According to medieval folklore, the Codex Gigas was written in a single night by a desperate monk. The story goes that the monk broke his monastic vows and was sentenced to be walled up alive. To avoid this gruesome death, he promised to create a book containing all human knowledge in one night.

As midnight approached, realizing he could not finish the task, the monk made a pact with the Fallen Angel. He sold his soul, and in exchange, Satan completed the manuscript and added his own self-portrait on page 290.

Skeptics point out that a single person could not physically write that much text in a decade, let alone a night. Graphologists, however, have studied the handwriting. Astonishingly, they believe the entire book was written by one person. The script is uniform, with no signs of aging, fatigue, or changing style—even though it would have taken an estimated 20-30 years of continuous writing.
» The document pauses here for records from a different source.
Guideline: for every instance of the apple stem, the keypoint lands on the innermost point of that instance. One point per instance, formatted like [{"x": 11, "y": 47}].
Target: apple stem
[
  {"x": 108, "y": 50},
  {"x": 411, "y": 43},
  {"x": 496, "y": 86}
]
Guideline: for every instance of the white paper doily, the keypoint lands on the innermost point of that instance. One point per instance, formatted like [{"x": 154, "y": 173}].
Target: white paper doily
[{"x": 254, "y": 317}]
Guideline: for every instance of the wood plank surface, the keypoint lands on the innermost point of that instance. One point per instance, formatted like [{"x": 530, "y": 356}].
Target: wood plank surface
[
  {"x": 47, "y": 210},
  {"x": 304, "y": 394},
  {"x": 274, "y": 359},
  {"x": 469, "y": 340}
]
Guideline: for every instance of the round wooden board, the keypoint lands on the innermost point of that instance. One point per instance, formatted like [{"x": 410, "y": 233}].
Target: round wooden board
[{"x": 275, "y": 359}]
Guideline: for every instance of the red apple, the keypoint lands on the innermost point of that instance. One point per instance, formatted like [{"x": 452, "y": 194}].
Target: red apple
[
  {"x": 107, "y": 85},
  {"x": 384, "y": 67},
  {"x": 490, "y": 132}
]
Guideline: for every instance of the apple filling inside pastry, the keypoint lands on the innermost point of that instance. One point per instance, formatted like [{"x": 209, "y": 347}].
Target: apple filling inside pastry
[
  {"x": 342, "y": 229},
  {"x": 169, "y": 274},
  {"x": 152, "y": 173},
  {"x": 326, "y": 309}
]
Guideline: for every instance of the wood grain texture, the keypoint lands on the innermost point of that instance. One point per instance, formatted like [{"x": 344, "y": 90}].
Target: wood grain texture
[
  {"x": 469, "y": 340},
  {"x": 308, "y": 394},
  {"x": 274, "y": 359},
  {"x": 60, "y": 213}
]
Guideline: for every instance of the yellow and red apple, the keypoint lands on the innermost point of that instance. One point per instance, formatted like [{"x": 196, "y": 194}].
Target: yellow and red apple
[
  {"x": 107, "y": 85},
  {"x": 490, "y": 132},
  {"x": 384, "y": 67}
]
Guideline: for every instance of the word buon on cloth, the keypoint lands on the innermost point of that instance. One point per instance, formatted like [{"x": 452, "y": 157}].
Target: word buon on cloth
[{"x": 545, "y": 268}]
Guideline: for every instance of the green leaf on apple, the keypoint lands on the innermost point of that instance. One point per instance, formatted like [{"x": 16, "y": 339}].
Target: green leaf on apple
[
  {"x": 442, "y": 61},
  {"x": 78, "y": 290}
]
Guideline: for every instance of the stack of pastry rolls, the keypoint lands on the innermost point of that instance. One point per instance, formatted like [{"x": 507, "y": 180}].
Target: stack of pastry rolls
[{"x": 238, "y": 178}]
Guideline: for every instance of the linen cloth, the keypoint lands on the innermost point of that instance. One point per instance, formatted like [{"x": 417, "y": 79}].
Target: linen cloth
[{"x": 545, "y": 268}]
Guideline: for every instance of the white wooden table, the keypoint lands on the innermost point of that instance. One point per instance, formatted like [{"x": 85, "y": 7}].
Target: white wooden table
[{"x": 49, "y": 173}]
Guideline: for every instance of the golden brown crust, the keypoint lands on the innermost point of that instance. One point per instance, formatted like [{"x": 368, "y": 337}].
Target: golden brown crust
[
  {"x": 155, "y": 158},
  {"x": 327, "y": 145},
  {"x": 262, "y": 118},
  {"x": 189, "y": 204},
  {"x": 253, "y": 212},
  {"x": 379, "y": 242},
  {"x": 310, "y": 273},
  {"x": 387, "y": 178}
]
The manuscript, held at the National Library of Sweden (Stockholm), is not just “the Devil’s Bible” – it’s a complete medieval encyclopedia of monastic knowledge. Its contents in order:

| Section | Content | |---------|---------| | Old Testament | Genesis – Ruth (Latin Vulgate) | | Flavius Josephus | Antiquities of the Jews & The Jewish War | | Etymologiae | Isidore of Seville’s encyclopedia | | Medical texts | Hippocrates, Theophilus, Constantine the African | | New Testament | Acts, Epistles, Revelation | | Cosmas of Prague | Chronicle of Bohemia | | Martyrdom of Victor | Short hagiography | | Magic & exorcism | Formulas, including the famous full-page Devil portrait | | Calendar | Necrology (list of deceased monks) with lunar cycles | | Penitential | Confession guide & penance tariffs |


Translated from Latin, Codex Gigas means "Giant Book." It earned this name honestly. Standing 36 inches (92 cm) tall, 20 inches (50 cm) wide, and weighing in at 165 pounds (75 kg), it is so massive that legend says it required three monks to lift it.

But its size isn't the shocking part. It’s the content.
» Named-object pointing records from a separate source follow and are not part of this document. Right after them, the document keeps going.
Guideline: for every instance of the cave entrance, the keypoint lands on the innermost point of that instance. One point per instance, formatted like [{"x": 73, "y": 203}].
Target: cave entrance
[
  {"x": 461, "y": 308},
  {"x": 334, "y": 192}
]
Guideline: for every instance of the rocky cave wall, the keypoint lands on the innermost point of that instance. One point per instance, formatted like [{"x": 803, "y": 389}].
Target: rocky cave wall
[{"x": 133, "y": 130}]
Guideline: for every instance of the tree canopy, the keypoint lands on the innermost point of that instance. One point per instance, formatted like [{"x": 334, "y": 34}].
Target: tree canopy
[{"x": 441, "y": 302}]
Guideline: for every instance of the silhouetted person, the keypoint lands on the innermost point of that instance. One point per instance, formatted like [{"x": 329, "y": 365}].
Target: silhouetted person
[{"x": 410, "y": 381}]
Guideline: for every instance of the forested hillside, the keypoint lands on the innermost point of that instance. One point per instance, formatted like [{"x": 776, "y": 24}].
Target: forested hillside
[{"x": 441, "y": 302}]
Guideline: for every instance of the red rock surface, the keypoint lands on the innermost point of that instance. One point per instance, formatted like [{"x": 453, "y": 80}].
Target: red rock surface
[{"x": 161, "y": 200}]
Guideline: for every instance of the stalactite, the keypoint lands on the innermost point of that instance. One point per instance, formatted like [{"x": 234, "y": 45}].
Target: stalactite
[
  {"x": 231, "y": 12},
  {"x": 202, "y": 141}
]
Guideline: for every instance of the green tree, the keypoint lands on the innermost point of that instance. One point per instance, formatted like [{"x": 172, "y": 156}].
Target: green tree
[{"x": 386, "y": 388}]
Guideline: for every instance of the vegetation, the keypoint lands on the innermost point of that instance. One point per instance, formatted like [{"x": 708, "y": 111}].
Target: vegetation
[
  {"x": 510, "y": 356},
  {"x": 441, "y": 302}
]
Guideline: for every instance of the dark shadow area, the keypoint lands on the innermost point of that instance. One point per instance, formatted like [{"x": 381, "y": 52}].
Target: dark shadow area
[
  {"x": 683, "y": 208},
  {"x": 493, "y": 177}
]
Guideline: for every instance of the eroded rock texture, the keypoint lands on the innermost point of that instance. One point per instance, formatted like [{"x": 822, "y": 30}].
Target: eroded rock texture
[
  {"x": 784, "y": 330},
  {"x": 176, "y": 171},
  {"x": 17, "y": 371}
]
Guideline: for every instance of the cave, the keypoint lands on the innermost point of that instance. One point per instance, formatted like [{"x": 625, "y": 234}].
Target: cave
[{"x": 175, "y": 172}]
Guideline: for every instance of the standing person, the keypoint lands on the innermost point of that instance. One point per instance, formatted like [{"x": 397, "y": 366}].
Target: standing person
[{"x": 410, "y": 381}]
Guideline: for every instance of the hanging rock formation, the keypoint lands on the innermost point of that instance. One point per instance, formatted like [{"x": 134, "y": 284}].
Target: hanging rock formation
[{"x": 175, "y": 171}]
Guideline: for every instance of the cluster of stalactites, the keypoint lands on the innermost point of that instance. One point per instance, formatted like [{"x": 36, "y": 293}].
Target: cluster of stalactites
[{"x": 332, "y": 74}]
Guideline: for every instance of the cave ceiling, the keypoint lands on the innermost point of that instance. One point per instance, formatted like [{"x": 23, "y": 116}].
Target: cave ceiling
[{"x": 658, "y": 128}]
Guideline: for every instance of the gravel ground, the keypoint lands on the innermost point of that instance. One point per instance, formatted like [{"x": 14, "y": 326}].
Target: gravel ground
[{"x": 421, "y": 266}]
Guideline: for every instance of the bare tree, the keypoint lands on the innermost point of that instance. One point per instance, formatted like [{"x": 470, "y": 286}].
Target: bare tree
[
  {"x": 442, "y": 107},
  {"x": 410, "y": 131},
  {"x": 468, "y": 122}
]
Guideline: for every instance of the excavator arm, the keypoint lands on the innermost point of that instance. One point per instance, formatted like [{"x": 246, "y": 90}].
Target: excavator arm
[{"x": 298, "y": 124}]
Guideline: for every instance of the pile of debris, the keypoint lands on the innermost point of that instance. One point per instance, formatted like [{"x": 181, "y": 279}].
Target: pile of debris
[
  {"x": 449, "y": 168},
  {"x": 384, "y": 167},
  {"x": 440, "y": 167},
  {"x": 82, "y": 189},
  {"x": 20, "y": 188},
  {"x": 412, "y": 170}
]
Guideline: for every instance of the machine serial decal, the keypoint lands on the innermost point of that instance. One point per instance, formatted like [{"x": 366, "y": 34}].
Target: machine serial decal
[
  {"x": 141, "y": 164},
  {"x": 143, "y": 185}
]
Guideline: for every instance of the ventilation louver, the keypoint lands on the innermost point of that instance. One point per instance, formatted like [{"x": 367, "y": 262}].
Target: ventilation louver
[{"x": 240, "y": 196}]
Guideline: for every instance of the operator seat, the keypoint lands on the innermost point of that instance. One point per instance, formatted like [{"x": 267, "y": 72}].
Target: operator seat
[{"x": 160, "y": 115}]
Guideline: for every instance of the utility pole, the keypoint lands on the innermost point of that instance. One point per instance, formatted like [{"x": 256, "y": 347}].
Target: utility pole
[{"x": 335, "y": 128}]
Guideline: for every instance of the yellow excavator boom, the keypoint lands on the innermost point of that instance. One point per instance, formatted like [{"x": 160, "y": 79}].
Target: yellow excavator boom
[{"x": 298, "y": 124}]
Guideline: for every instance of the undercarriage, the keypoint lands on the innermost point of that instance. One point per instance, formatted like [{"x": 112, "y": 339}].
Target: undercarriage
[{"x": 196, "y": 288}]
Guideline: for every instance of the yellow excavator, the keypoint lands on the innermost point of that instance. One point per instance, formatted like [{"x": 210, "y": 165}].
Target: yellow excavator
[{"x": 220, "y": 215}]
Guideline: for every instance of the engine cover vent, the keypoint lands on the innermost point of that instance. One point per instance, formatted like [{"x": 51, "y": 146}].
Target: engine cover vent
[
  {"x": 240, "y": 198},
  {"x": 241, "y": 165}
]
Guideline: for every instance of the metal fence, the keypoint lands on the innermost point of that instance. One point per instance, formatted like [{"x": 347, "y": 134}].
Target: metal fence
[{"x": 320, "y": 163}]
The book contains the complete Latin Vulgate Bible, but also the Antiquities of the Jews by Josephus, the Etymologiae by Isidore of Seville, medical texts, historical chronicles, and exorcism rituals. It is essentially a medieval library compressed into a single volume.

However, one page makes this book infamous: The full-page portrait of the Devil.

Likely written by one scribe in the early 13th century (Czech Republic). Handwriting analysis suggests it took 20–30 years of nonstop work — not one night. The “devil’s help” story probably spread later due to the unsettling image.